Michael Naumann, the German culture minister who oversaw the controversial departure of Berlin International Film Festival chief Moritz de Hadeln, has stepped down after just two years in the job.
Julian Nida-Ruemelin, the City of Munich's Arts Officer, is to succeed him. Naumann, a former publishing executive in Germany and the US, is to become a co-publisher of the highbrow weekly newspaper Die Zeit.
His departure comes after the film and TV forum that he announced at Berlin last year began to lose steam. The so-called Alliance for Film was to discuss such issues as the reform of the Export-Union of German Cinema and revisions of the film subsidy laws. But such key industry figures as German Federal Film Board (FFA) president Eberhard Junkersdorf and Filmstiftung NRW head Dieter Kosslick were conspicuous by their absence at the last meeting.
Naumann, Germany's first post-war state culture minister, was criticised for his supposedly heavy-handed handling of de Hadeln's departure. The long-serving festival chief leaves under the proviso that he head one more edition of the festival in February 2001.
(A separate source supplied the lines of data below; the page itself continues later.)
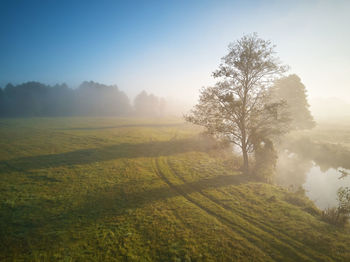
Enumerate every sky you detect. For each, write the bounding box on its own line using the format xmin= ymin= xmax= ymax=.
xmin=0 ymin=0 xmax=350 ymax=106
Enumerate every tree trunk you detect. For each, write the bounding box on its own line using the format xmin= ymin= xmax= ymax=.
xmin=242 ymin=148 xmax=249 ymax=174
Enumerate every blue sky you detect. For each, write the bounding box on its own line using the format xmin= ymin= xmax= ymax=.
xmin=0 ymin=0 xmax=350 ymax=104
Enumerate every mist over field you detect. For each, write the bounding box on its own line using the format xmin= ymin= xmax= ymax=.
xmin=0 ymin=0 xmax=350 ymax=262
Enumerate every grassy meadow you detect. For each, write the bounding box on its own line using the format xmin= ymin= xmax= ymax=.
xmin=0 ymin=118 xmax=350 ymax=261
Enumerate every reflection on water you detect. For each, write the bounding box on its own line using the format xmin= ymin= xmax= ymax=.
xmin=303 ymin=164 xmax=350 ymax=209
xmin=276 ymin=150 xmax=350 ymax=209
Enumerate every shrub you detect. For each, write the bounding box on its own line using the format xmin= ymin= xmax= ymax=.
xmin=321 ymin=187 xmax=350 ymax=226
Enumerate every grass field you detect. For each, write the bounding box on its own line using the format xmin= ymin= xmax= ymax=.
xmin=0 ymin=118 xmax=350 ymax=261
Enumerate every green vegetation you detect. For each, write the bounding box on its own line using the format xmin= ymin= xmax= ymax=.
xmin=0 ymin=118 xmax=350 ymax=261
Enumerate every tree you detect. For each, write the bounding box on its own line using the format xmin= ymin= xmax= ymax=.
xmin=185 ymin=34 xmax=289 ymax=172
xmin=270 ymin=75 xmax=315 ymax=129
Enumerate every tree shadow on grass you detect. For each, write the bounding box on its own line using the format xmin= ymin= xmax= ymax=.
xmin=57 ymin=123 xmax=188 ymax=131
xmin=0 ymin=137 xmax=215 ymax=173
xmin=0 ymin=174 xmax=249 ymax=251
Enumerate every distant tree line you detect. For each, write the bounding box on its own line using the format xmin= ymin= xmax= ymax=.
xmin=0 ymin=81 xmax=166 ymax=117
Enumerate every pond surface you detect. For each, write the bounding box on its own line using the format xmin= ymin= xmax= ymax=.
xmin=302 ymin=166 xmax=350 ymax=209
xmin=276 ymin=151 xmax=350 ymax=209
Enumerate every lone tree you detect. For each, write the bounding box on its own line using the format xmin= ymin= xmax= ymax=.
xmin=185 ymin=34 xmax=289 ymax=172
xmin=270 ymin=75 xmax=315 ymax=130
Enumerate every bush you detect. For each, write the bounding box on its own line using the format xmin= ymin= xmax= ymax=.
xmin=321 ymin=187 xmax=350 ymax=226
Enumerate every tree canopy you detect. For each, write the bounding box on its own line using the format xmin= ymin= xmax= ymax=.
xmin=185 ymin=34 xmax=289 ymax=172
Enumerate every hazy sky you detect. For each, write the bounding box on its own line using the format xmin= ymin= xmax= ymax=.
xmin=0 ymin=0 xmax=350 ymax=102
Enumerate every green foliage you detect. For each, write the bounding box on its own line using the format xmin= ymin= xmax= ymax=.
xmin=322 ymin=187 xmax=350 ymax=227
xmin=0 ymin=118 xmax=350 ymax=261
xmin=270 ymin=75 xmax=316 ymax=130
xmin=185 ymin=34 xmax=289 ymax=173
xmin=254 ymin=140 xmax=278 ymax=183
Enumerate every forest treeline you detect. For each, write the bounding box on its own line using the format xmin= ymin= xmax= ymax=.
xmin=0 ymin=81 xmax=166 ymax=117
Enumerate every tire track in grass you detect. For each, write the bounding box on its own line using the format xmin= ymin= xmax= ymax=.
xmin=165 ymin=158 xmax=332 ymax=261
xmin=154 ymin=159 xmax=279 ymax=261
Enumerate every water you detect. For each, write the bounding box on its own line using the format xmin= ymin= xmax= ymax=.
xmin=277 ymin=152 xmax=350 ymax=209
xmin=302 ymin=164 xmax=350 ymax=209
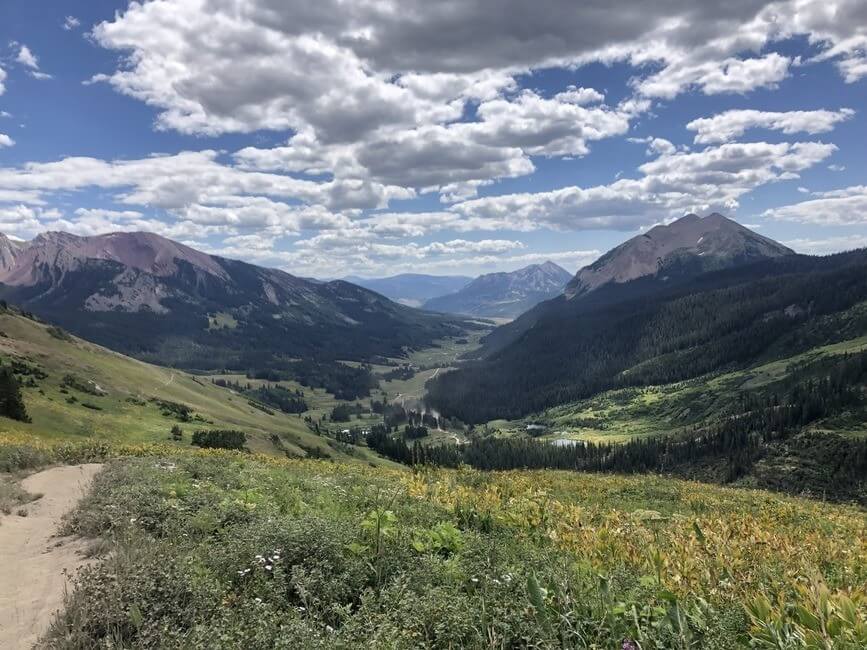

Naumann is to appear with Federal Chancellor Gerhard Schroeder at a press conference in Berlin on Thursday to officially announce his departure from his duties as Federal Government Commissioner for Cultural Affairs and the Media. He was appointed in October 1998 by the Schroeder administration to coordinate Germany's cultural policy on a national level. In February 1999, he was elevated to the status of a Minister of State.